Awang Faroek yang mulai meniti karir dari tangga bawah ini memang mempunyai sahabat dan relasi yang luas dari berbagai kalangan. Tidak sebatas dari kalangan masyarakat bawah, menengah, bahkan menembus level atas, baik di tingkat lokal, nasional maupun global.
“Teman saya memang ada di semua lapisan. Saya berteman ke atas oke, ke tengah oke, bahkan ke bawah juga oke. Sebab, saya tidak membeda-bedakan orang. Dari latar belakang keluarga mana, suku apa dan apa agamanya, termasuk apakah dia itu kaya atau miskin. Semua teman saya anggap sama. Alhamdulillah, dari dulu sampai sekarang, saya tidak ada semacam jurang pembatas (gap) dengan mereka. Itulah mengapa orang seringkali menyebut saya ini pandai bergaul dan cepat akrab dengan siapa saja,” tutur Awang Faroek membuka resep suksesnya dalam berteman sehingga disegani plus disenangi banyak orang.
Prinsipnya, tambah Awang Faroek, “Dalam hidup ini saya tidak boleh dan tidak akan pernah menyakiti orang lain, biarpun orang itu pernah menyakiti saya. Saya tidak boleh membuat susah orang lain, juga tidak boleh menyulitkan orang lain. Kalau boleh, saya justru akan terus membantu orang lain di kala orang itu meminta bantuan kepada saya. Karena saya akan merasa senang jika bisa membantu orang lain. Tapi, tentunya, bantuan itu harus sesuai dengan kemampuan yang ada pada diri saya.”  
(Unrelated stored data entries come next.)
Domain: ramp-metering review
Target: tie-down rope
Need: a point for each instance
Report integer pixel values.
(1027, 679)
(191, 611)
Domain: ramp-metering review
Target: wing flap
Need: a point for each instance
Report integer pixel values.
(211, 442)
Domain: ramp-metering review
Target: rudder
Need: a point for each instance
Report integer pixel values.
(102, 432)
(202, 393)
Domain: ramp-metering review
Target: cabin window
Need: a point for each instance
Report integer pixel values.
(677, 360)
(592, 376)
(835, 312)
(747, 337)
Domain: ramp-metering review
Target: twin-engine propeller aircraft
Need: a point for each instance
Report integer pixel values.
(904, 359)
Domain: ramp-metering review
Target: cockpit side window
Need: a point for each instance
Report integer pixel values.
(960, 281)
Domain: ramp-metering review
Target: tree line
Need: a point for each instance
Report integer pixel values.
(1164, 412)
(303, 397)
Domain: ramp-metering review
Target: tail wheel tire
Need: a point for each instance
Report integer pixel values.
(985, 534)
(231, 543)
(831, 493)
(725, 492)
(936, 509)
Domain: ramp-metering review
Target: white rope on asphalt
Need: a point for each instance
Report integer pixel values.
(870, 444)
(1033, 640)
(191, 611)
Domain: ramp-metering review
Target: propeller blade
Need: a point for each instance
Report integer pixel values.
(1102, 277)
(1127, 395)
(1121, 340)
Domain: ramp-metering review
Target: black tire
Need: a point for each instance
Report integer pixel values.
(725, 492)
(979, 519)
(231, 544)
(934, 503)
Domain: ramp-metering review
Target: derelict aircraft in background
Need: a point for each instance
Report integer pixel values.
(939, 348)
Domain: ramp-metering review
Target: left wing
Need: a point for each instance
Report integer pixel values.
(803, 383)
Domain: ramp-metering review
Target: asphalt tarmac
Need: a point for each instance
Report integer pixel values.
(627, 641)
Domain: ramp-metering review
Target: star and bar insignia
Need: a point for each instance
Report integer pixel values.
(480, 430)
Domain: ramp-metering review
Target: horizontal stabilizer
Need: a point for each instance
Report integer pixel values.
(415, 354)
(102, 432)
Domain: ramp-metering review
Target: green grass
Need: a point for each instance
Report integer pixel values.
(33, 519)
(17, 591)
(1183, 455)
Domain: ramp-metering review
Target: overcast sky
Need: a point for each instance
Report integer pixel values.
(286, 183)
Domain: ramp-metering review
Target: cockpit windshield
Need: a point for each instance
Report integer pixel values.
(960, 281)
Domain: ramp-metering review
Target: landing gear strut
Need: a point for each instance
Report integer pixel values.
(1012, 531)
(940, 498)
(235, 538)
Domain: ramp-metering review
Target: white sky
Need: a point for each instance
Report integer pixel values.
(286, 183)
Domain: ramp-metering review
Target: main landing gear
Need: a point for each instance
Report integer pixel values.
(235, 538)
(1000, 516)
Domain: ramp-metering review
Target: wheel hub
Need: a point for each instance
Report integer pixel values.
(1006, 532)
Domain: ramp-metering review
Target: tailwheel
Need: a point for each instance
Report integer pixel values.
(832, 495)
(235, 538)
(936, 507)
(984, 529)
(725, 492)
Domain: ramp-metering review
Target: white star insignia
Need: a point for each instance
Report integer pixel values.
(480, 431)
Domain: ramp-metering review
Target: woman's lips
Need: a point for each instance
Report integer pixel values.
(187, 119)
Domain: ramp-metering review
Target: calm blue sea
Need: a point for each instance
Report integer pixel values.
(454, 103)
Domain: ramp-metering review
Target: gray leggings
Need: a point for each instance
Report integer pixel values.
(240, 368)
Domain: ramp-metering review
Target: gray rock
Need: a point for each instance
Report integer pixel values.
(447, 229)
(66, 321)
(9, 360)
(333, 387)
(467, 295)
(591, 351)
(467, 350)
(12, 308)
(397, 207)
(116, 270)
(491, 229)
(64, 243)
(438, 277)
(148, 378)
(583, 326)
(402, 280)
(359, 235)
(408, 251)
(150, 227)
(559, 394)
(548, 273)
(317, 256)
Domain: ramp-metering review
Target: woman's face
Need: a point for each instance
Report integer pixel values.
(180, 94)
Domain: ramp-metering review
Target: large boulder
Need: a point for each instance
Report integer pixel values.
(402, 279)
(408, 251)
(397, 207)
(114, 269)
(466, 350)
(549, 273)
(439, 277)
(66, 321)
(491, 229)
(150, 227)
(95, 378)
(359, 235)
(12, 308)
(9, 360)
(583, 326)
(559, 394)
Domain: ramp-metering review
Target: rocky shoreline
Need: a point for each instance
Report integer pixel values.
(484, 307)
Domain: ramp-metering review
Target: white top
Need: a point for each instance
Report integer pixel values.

Demikianlah roh dari dimensi relasional dan pertemanan yang dibangun oleh Awang Faroek yang cenderung mendonjolkan empati-partisipatif, dengan getaran yang kental aura filantropis. Hal ini dapat ditelusuri dari kesediaannya untuk senantiasa membuka diri dan berbagi dengan semua orang. Tidak mengherankan bila dia sangat piawai bergaul dan berinteraksi dengan berbagai kalangan dan strata sosial mana saja. Tentu, tidak semua orang memiliki kemampuan spesifik seperti ini. Kita dapat menyimak adagium kuno dari filsuf China Sun Tzu yang terasa masih relevan bahwa seribu kawan terasa kurang dibandingkan satu musuh. Adagium ini terasa membumi dan terus menginspirasi konsep relasional dan pertemanan yang dikembangkan Awang Faroek. Filsuf Sun Tzu mengajarkan bahwa betapa sangat vital dan berharganya manusia membangun relasi dan pertemanan, dan sedapat mungkin menghindari untuk menciptakan musuh.
Tidak sekadar membangun relasi manakala Awang Faroek memperjuangkan rakyat Kalimantan Timur. Dia juga berusaha memberi teladan melalui kerja keras dan visi yang jauh ke depan. Dia menampilkan sosok pemimpin yang sederhana namun berkarakter, karismatik, pekerja keras (hard worker) serta pola pikir yang smart dan cemerlang sehingga mampu menjangkau jauh ke masa depan. Hal ini menunjukkan bahwa tokoh berambut perak ini pantas disebut sebagai orang yang visioner dan futuristik sejati.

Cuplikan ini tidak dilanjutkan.